A large rotted tree is removed for safety reasons.

Clip Summary

Bob talks with Ruth Foster, landscape designer and former Assistant Tree Warden for the City of Boston, about a problematic maple tree in the backyard. Foster explains the tree is a potential hazard as it is leaning and could fall on the house if there is a bad storm. The tree has a double trunk with a narrow crotch with rot in the middle, all of which make it highly unstable. The tree has also grown with a distinctive lean to better make its way towards the sunlight. The tree service company, Maltby & Co., was called in to take the tree down. A crane truck was jacked up and leveled and a police detail was called to direct traffic around the site. A man was attached to the crane's line and hoisted to the top of the tree. He then cut large branches from the tree and attached them to the crane's line to be lowered to the ground. Pieces of the branches were then fed into a wood chipper while larger sections were separated out for future use. Several smaller trees were also removed, bringing a lot of sunlight into the backyard.
Before we could start any landscape work in the backyard, we had to decide what to do about a very big maple tree.

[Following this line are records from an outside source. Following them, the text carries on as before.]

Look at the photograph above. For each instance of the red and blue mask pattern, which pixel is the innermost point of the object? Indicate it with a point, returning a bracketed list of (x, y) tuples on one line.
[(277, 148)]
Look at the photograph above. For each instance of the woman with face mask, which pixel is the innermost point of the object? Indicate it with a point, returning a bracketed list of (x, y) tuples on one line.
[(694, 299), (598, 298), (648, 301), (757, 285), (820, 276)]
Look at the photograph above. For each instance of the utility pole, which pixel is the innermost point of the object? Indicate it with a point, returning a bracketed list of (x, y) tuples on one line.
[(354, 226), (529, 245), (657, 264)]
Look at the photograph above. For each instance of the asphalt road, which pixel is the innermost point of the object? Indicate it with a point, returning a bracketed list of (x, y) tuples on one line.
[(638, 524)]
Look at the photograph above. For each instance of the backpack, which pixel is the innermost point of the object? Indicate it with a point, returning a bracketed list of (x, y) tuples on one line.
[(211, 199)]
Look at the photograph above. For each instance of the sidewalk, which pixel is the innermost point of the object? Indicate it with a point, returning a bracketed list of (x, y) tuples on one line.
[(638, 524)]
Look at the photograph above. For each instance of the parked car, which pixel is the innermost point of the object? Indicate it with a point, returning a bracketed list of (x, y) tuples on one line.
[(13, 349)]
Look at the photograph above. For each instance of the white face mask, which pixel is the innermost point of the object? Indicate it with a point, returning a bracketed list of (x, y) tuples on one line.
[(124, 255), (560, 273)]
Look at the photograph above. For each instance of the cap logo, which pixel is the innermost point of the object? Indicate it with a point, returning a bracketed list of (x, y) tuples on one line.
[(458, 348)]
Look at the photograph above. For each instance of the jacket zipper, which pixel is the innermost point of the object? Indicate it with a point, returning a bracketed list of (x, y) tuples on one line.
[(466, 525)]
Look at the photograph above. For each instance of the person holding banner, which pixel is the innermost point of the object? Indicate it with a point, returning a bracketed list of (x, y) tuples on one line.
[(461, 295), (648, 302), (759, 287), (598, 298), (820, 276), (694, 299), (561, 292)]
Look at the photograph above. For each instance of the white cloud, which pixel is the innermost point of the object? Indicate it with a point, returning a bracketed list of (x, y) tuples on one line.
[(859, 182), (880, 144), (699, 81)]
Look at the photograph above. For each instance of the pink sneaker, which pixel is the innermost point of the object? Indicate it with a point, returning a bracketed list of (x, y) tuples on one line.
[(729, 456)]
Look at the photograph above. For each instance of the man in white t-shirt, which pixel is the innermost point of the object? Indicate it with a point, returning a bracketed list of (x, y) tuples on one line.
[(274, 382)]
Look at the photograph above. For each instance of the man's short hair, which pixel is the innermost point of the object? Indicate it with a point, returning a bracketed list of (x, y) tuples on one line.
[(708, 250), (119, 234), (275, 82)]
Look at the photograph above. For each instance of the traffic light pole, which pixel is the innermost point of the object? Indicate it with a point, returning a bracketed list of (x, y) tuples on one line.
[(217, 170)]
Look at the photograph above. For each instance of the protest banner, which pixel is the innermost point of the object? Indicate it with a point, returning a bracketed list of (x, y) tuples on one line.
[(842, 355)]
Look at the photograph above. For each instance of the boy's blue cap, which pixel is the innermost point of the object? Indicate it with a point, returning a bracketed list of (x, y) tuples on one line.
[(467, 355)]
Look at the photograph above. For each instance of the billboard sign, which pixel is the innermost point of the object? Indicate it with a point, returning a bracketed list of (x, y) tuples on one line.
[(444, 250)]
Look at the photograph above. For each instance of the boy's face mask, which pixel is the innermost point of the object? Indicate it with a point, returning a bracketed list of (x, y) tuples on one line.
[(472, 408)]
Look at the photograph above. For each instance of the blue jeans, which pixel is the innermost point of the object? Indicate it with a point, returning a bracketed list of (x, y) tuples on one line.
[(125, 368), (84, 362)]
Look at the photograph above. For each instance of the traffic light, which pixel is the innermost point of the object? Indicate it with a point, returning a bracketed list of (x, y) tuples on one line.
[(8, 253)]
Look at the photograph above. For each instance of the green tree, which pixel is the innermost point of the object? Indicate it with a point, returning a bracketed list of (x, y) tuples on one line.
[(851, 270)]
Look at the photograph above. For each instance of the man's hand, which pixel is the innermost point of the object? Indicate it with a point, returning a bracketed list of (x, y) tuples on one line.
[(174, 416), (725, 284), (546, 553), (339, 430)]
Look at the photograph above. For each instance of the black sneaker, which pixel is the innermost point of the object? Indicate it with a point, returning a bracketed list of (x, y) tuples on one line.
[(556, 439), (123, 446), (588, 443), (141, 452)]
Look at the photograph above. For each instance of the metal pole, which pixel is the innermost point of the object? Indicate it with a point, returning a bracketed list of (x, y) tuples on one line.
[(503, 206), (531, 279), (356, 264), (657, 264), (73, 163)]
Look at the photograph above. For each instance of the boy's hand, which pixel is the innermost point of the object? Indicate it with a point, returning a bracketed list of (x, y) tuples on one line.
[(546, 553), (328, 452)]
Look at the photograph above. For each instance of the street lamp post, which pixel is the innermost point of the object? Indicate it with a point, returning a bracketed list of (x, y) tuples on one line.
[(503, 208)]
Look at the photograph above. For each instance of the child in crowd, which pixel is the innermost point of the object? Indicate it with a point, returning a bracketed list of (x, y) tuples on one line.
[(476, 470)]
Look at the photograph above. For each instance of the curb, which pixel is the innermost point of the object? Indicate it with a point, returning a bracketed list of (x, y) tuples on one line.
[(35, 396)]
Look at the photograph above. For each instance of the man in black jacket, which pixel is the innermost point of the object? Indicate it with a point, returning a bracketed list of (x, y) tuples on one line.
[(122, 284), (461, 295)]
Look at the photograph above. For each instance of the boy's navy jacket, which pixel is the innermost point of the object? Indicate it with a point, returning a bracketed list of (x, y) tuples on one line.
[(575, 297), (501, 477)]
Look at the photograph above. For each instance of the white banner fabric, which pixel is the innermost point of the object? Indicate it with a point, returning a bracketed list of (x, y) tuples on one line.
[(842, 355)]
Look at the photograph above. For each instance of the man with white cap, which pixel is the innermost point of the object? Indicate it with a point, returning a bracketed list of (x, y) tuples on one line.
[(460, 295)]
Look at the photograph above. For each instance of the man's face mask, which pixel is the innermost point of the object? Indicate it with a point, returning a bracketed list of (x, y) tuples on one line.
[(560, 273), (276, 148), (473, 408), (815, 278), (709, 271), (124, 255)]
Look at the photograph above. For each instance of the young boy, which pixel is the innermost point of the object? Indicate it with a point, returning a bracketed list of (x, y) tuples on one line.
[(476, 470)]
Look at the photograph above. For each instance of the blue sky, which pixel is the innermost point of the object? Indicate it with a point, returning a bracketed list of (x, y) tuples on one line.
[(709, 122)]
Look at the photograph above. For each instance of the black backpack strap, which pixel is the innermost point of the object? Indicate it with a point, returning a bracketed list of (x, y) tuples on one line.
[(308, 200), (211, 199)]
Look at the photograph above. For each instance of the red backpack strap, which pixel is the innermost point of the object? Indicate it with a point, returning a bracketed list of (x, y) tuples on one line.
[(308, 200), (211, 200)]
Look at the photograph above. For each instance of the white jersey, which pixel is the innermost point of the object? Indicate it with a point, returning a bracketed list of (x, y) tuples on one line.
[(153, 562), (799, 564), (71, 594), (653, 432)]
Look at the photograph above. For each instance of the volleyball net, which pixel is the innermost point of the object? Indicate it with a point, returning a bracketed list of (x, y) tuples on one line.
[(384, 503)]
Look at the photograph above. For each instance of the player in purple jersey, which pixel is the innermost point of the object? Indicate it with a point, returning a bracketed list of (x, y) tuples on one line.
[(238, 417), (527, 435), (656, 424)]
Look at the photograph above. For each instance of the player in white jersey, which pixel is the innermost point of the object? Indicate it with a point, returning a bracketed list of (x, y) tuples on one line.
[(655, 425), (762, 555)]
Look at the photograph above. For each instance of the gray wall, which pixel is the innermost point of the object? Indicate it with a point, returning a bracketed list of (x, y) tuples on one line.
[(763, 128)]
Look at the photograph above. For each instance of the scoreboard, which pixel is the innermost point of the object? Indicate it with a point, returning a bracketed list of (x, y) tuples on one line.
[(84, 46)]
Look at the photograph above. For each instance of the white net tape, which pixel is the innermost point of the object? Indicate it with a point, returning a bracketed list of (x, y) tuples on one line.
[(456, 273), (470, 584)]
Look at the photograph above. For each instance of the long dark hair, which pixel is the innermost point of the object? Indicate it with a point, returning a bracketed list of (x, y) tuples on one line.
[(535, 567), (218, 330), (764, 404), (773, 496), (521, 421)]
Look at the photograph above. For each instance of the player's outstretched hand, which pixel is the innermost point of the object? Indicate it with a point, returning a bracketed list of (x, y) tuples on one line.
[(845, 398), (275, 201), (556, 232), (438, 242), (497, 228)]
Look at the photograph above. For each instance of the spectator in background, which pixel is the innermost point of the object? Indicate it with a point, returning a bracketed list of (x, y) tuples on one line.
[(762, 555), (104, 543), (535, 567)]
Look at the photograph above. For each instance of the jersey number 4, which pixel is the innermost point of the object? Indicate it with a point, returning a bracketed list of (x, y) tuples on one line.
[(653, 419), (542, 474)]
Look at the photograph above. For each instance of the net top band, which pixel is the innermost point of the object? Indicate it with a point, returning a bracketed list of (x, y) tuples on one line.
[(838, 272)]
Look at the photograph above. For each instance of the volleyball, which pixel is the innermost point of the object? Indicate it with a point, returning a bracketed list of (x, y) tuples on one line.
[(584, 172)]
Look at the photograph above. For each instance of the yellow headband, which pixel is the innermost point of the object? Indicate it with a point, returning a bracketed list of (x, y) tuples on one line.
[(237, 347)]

Landscape designer Ruth Foster was actually the first woman certified arborist in the Commonwealth of Massachusetts and also the Assistant Tree Warden for the city of Austin.

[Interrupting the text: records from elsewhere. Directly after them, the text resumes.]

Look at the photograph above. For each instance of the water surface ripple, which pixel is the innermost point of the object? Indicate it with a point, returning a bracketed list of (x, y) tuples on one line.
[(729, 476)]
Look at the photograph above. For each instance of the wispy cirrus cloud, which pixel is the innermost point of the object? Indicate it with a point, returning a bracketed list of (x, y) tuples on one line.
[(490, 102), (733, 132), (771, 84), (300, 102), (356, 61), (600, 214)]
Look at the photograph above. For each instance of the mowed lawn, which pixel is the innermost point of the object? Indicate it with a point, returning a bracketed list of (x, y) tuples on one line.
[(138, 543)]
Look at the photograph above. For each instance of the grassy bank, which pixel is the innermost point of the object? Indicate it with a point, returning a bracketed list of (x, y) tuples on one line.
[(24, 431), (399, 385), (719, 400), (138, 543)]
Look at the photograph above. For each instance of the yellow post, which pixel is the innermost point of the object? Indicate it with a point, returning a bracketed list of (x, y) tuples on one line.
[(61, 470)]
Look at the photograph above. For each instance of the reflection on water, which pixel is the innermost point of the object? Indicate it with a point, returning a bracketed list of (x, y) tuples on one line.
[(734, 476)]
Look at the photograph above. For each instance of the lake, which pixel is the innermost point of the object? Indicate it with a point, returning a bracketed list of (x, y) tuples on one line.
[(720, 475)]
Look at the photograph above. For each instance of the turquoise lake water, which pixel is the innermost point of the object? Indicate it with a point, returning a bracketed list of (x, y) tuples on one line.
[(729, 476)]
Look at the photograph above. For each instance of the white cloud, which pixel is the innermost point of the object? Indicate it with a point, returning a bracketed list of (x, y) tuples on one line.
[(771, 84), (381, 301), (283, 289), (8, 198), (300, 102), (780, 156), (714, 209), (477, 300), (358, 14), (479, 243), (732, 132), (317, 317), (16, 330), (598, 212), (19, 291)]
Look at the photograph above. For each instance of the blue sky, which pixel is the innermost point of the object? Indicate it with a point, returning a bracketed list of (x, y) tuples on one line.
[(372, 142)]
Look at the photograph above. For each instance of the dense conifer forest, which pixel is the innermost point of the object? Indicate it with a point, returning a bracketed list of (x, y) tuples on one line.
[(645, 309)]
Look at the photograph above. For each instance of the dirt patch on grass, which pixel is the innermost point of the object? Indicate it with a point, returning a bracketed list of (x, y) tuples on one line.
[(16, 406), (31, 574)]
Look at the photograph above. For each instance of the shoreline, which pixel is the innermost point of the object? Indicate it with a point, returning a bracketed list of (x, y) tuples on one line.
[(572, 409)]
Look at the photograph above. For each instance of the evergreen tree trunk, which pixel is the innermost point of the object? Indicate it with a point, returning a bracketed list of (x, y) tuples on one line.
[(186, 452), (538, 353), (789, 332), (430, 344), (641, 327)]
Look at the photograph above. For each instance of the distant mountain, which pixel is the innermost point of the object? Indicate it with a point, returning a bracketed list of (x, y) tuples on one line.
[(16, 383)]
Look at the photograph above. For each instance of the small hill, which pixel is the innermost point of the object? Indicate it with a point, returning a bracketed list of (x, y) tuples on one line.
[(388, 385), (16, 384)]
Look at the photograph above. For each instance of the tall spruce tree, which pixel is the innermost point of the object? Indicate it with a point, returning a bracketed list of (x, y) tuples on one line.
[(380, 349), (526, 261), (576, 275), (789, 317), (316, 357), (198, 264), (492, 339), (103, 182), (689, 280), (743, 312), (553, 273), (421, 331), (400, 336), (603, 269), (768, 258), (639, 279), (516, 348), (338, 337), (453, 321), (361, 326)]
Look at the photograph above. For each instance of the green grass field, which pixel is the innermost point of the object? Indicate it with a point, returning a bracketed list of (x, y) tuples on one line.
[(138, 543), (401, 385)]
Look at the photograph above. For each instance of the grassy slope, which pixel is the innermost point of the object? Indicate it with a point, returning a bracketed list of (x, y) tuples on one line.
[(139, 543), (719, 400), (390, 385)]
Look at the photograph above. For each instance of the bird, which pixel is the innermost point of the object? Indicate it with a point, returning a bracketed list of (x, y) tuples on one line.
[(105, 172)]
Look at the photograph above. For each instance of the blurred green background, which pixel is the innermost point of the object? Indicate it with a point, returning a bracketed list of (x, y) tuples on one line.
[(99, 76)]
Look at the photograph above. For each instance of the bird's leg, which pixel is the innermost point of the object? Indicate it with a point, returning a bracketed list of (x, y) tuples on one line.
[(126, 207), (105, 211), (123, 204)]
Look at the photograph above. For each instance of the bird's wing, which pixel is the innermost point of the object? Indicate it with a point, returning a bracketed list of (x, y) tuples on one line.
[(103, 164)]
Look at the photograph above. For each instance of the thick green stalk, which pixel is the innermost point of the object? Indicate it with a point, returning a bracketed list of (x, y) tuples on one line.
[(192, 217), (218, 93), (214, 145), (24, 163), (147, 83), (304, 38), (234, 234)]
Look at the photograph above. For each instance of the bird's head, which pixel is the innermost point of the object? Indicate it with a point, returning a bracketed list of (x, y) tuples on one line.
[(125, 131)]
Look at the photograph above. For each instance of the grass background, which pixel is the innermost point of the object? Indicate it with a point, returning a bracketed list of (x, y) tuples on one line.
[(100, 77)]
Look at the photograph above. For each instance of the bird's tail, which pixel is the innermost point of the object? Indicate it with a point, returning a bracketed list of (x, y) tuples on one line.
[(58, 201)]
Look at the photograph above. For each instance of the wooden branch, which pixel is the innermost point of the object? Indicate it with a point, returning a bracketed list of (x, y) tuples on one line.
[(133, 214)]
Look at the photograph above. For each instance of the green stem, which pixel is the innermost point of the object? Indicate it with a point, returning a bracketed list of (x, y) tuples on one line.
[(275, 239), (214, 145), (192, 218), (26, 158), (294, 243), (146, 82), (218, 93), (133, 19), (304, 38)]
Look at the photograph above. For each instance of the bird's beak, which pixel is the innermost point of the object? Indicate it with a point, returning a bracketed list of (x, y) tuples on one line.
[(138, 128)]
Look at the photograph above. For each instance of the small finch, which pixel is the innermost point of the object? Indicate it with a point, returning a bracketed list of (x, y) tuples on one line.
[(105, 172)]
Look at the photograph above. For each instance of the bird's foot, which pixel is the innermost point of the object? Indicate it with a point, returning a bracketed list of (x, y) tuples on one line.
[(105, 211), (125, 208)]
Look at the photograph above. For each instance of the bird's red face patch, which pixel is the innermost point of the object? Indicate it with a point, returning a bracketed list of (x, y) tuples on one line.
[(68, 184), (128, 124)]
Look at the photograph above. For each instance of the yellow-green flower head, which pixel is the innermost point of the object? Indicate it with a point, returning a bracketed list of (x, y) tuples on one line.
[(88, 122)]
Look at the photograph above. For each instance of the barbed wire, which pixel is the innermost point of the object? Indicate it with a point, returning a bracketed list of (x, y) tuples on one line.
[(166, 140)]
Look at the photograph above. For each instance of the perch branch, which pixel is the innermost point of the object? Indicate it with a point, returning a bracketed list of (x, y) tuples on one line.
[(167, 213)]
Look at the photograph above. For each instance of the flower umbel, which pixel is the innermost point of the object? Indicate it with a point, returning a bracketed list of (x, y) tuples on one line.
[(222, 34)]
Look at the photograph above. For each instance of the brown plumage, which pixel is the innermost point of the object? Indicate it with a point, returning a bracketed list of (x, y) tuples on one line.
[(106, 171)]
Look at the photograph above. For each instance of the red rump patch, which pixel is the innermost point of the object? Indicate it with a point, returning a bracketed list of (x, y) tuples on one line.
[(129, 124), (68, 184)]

So I figured you knew a little bit about trees.

I do.

And behind you, we have I guess a leaning tree, right?

Well, you have a hazard tree that it's going to fall on the house if there's a really bad storm. And one of the problems is that it's a double trunk with a very narrow crotch which is dangerous, and has rock in the middle.

There's rock in the crotch, and so that means that it could split apart there in a big wind storm.

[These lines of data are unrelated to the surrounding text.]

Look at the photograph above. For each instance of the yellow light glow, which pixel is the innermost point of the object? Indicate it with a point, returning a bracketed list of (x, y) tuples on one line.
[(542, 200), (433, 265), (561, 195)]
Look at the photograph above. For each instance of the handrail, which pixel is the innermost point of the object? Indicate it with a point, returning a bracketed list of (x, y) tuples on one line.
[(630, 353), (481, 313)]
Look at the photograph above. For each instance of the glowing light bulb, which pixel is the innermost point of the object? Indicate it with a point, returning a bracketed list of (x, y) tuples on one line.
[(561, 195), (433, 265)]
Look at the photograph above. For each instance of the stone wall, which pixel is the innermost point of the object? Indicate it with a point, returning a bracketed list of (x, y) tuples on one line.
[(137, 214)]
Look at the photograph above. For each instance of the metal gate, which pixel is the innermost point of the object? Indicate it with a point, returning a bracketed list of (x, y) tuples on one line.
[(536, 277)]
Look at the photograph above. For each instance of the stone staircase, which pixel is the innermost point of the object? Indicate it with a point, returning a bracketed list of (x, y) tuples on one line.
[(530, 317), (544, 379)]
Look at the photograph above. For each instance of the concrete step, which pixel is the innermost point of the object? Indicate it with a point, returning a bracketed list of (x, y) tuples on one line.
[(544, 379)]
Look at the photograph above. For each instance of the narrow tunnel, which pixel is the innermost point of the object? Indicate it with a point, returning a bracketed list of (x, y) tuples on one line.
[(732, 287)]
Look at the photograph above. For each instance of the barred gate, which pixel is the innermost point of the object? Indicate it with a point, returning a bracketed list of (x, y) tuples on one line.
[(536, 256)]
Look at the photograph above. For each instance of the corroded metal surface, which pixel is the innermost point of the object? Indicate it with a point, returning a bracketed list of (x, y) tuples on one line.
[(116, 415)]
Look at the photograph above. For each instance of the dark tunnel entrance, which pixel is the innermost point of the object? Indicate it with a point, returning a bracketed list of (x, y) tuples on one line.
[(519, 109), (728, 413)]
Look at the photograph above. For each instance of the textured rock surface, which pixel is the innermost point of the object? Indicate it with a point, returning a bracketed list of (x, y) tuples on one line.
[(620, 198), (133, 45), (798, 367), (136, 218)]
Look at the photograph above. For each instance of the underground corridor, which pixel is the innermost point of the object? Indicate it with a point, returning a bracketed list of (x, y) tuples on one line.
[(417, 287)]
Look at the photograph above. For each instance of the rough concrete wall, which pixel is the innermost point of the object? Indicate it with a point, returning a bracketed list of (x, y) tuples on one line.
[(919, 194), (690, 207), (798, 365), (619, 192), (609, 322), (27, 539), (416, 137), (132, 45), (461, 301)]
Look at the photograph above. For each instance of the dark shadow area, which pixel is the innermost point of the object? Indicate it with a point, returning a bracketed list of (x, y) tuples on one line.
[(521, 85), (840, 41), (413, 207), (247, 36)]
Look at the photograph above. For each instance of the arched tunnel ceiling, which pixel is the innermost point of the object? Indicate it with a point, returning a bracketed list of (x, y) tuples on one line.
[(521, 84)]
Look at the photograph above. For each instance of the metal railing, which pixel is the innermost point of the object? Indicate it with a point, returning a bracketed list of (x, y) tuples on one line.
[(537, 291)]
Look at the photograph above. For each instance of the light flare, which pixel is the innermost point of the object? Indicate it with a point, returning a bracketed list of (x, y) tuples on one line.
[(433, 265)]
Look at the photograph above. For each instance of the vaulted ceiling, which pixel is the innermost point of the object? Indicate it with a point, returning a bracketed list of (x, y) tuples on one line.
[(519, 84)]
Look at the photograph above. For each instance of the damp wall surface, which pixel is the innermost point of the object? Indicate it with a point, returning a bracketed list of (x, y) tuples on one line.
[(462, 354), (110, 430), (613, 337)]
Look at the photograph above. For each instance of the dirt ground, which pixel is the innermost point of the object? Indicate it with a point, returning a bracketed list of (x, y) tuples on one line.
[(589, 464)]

And the fact that it's leaning. Why do you suppose it's leaning that way?

Towards the sun.

Of course.

That's south.

And unfortunately, our house is right underneath it. So I guess it

It would be okay to call the tree guys, right?

If it were my house, I would take it down because I think it's sort of a hazard tree and it doesn't really do any good.

There are beautiful trees behind. It doesn't help.

Thanks for the advice, Ruth.

So, we called in the professionals.

Maltby and Company has been in business since 1949. It's still a family owned tree service and they're real pioneers in the use of crane and heavy equipment for tree removal.

First, the crane truck has to be jacked up and leveled at the site and in this case we needed a police detail to be sure the traffic on the parkway was safely handled.

After suiting up and hooking to the crane, this daring young man cuts the limbs from the top down, attaching them with straps to the crane.

I don't know.

Once he gets down, the crane operator lifts the piece and brings it to the chipper, where more crew members are feeding in the smaller brush and saving the larger trunks for future use.

Then, they repeat the process, lifting out what seems like enormous pieces of the tree right over the ridge of the house and down to the street, over and over again.
It's quite a sight.
Now this was a big tree, and once it was down, you could really see where the rot was going to cause problems eventually.

The Maltby crew also took care of several suckers and saplings that were overgrowing the yard and now that all of this is gone, the sun shines over the whole backyard.